Treizième long métrage de Tony Gatlif (Prix de la mise en scène au festival de Cannes 2004), "Exils" raconte l'histoire de Zano, un jeune Algérien de souche, qui décide, avec sa compagne Naïma, de traverser l'Espagne pour rejoindre Alger et, enfin, connaître la terre de ses parents et de ses ancêtres. Avec la musique comme seul bagage et leur jeunesse éprise de liberté, ils se lancent sur la route en toute innocence. D''une rencontre à l'autre, d'un rythme de techno à un air de flamenco, Zano et Naîma refont, à rebours, le chemin de l'exil. Une fois la Méditerranée franchie, leur quête (qui passe aussi par le Maroc) les conduit à la découverte de leurs racines et de leur identité.
Interprété avec beaucoup d'humour et de détermination par Romain Duris (déjà l'interprète du précédent "Gadjo Dilo"), porté par l'interprétation de l'actrice marocaine Lubna Azabal, les deux interprètes nous communiquent leur passion de la vie et leur générosité dans un road-movie aux élans parfois libertaires. Certaines séquences ne sont pas loin du documentaire. La musique enivrante jusqu' à l'obsession parfois, participe de cet envoûtement qui culmine dans la scène finale d'une cérémonie soufie à laquelle sont conviées nos deux héros en pleine transe. L'heure où le corps et l'esprit s'envolent ensemble pour chasser les démons de leurs cicatrices profondes. (un plan unique d'une dizaine de minutes).
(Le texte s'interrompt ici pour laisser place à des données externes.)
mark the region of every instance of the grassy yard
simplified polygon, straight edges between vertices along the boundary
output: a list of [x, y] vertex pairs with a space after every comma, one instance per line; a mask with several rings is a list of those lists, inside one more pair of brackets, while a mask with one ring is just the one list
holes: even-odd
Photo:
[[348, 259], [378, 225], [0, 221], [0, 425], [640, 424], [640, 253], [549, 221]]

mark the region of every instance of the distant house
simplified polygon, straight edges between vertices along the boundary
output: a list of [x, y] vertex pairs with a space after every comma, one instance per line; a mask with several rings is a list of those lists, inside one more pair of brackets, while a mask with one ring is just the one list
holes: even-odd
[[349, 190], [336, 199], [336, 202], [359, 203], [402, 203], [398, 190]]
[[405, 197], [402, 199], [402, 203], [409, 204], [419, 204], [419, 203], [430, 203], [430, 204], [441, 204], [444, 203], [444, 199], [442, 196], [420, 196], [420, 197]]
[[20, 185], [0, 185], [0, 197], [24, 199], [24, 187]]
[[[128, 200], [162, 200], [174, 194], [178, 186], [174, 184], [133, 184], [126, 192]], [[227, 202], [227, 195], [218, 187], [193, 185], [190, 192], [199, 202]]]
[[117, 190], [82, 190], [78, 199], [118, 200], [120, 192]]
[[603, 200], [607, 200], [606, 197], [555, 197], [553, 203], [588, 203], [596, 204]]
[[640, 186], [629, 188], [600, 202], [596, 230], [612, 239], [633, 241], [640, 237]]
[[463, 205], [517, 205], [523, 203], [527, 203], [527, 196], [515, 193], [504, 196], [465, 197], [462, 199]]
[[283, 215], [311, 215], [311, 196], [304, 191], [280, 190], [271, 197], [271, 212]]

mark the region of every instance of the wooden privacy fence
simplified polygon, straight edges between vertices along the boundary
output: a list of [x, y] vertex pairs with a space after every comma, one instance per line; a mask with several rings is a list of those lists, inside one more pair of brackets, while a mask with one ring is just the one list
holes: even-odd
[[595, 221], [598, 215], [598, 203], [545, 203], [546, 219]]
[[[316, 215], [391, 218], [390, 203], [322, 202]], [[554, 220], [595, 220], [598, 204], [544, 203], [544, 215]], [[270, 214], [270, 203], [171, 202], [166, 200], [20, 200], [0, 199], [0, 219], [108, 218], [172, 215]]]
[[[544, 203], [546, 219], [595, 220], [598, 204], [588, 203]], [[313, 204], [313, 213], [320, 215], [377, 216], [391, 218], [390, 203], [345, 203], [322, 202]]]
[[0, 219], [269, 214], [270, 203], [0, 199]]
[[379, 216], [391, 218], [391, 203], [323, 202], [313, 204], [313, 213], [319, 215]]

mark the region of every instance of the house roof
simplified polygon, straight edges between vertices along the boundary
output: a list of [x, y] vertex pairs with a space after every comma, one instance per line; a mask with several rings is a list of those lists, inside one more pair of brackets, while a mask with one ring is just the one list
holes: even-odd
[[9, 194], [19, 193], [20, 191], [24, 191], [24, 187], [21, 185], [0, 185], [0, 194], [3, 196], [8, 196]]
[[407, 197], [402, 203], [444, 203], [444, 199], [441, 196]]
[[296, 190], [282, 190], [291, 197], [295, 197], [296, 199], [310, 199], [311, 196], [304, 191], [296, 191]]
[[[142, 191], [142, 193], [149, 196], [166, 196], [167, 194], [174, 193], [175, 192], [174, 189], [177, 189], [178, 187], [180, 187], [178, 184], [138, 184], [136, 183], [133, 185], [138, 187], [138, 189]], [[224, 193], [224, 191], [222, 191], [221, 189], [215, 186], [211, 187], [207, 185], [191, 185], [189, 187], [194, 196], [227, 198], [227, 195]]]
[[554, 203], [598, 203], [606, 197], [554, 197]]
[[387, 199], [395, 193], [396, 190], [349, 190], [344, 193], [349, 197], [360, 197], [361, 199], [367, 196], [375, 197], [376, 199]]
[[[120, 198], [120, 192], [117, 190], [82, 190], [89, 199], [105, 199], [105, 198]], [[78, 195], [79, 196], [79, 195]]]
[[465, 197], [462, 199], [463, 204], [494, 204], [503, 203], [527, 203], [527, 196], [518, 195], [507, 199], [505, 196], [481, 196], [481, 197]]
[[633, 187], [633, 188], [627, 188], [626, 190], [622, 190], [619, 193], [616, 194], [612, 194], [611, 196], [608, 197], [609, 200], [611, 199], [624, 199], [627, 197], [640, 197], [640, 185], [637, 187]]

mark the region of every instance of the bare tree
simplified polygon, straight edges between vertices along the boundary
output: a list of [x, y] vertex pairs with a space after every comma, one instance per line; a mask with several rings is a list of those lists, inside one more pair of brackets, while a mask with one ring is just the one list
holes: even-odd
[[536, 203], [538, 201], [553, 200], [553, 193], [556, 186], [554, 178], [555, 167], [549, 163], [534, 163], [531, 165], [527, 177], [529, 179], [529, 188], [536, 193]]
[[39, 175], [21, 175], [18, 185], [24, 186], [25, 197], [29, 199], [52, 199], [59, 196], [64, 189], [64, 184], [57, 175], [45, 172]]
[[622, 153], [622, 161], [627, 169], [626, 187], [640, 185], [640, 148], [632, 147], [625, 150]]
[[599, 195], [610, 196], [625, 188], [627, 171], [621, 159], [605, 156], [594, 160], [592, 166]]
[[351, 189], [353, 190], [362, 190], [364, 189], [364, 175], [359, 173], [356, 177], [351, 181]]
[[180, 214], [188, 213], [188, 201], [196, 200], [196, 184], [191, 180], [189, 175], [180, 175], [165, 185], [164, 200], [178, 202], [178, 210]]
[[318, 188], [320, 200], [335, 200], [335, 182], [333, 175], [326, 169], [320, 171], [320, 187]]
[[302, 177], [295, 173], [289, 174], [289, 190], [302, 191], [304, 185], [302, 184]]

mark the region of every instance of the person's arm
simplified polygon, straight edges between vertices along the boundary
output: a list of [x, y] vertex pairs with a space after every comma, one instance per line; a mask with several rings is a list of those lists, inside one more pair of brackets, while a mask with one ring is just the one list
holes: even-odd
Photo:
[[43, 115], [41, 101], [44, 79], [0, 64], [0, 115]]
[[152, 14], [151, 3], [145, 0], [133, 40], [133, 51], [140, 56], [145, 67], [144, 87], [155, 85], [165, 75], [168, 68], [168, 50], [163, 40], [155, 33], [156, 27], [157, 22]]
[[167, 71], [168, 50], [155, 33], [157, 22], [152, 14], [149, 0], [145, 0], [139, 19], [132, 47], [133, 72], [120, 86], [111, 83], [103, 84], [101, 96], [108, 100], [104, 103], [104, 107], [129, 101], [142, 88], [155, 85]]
Gitan d'origine andalouse, Tony Gatlif est tout à la fois réalisateur, acteur, scénariste, compositeur et producteur. L'énergie qu'il déploie avec force et sensualité se révèle parfois entêtante comme la bande-son voyageuse qui accompagne ses films. " Il m'a fallu 43 ans pour retourner sur la terre de mon enfance, l'Algérie, 7000 kilomètres sur la route, en train, en voiture, en bateau, à pied et 55000 mètres de pellicule."
Ces exilés, ces déracinés, portent en eux les empreintes et les douleurs d'une vie vécue à fleur de peau, au sens littéral du terme. C'est d'ailleurs par un gros plan sur le dos de Zano (alias Romain Duris) que s'ouvre le film. Si vous ne craignez pas d'être embarqué, malgré vous, dans ce vent de folie et de sensations qui hante les images de Tony Gatlif, allez à la rencontre de ce réalisateur hors norme et de cette bouffée d'air frais, hors des sentiers battus. Une ode à la jeunesse, aux senteurs charnelles de nos coeurs amoureux, aux vapeurs alcoolisées de nos têtes rêveuses.
Le film "Transylvania", sorti en 2006, est de la même veine.